技術面での激しい変化に、これからの学生たちはどのように備えていけばいいのでしょう?
- せきぐち氏
- 学校でも教科書に書いてあることがどんどん古くなっていったりすると思いますが、その点で、このTECH.C.は有利だと言えます。「これは古いから変えていこう」ということができる環境ですから。機器や設備もすぐに新しいものを取り入れていく姿勢がありますので、使えるものは何でも使って、日々情報をキャッチアップしながら、自分が可能性を感じるものを学んでいくことですね。
- 学生
- せきぐちさんは、当時まだ未知の世界であったデジタルアートに挑戦する時に、怖さを感じませんでしたか?
- せきぐち氏
- 怖さはなかったですね。初めてVRアートを体験した時は、「何これ?楽しい!」しかありませんでした。その時はまだVRアーティストという仕事はありませんでしたが、こんなに誰かを楽しませられるものは、いつか必ず仕事になると確信しました。気がつけば何時間も夢中になっていて、楽しくてずっと続けられるというのは、何よりの才能かも知れませんね。
- 学生
- 今よりもっと技術が進歩した時に、挑戦してみたいことはありますか?
- せきぐち氏
- 何千人も同じ空間に入って、リアルタイムで体験を共有してみたいですね。リアルとバーチャルの両方の良さを取り入れて、生身の人間同士が同じものを同時に楽しめるものにしたいです。
- 学生
- 今後NFTをより広めていくにはどのようなことが効果的だと思いますか?
- せきぐち氏
- ご自分でもNFTをやってるんですか?
- 学生
- コミュニティに入って、イベントに参加したり、クリエイターの方たちと話したり、個人的には楽しいのですが、やっている人が周りにいなくて。
- せきぐち氏
- 周りにいないのに、自分で現場に行ってみようという気持ちが素晴らしいと思います。私はこれから投機目的でNFTに群がる人たちは減っていって、純粋にアートをつくりたい人とそれを応援したい人たちの世界になっていくのだと思います。広め方の答えはなくて、つくりたいものを純粋につくって出していくだけですね。いいなと思うアーティストがいれば、その人を参考にしてみるのもいいかも知れません。
- 学生
- VR機器は多くの人に身近なものになりましたが、どのような体験をしてもらいたいですか?
- せきぐち氏
- ご高齢の方や発達障害の子たちに楽しんでもらえた時は、すごく嬉しい気持ちになります。私も初めて体験した時に、理屈抜きで「楽しい!」と思いましたし、リミッターのようなものが解除された感覚がありました。それと同じように、いろいろな人にとって何か新しい可能性があると思いますので、一人でも多くの人に広がってほしいですね。
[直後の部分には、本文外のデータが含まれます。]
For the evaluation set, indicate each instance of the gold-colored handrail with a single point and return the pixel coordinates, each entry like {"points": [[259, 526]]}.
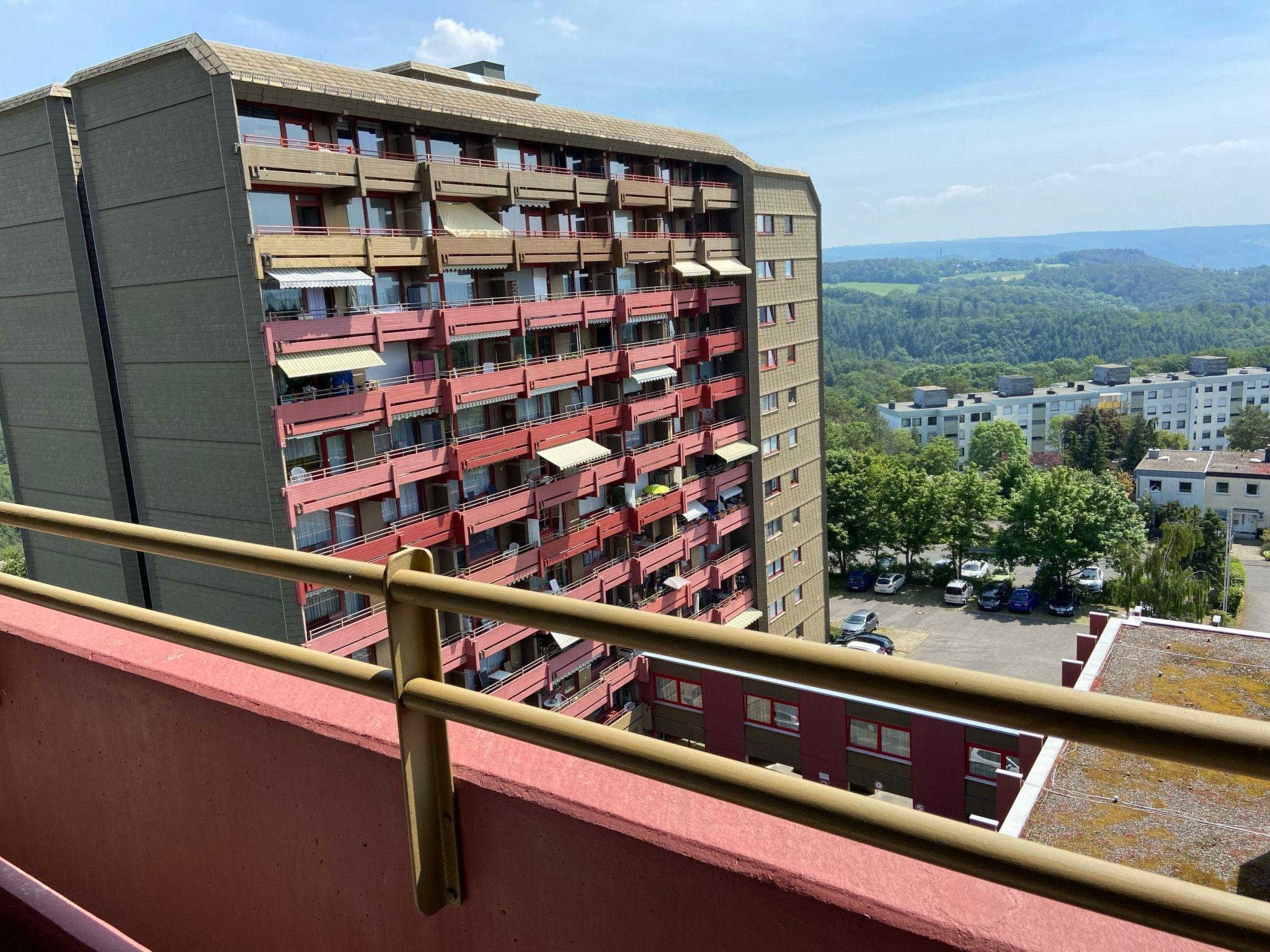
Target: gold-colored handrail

これからデジタルアートの世界を目指す学生たちへメッセージをお願いします。
- せきぐち氏
- デジタルアートは本当に移り変わりが激しく、大きく揺れ動く世界になってきています。だからこそ、何か一つに偏るのではなく、バランス感覚を持って行ったり来たりすることが大切です。リアルとバーチャル、ネット情報と実体験、世界の何万人と目の前の一人。わからなすぎる時代だから、いろいろ視点を切り替えながら自分でつくり出していく。一緒にそういう世界にしていきましょう。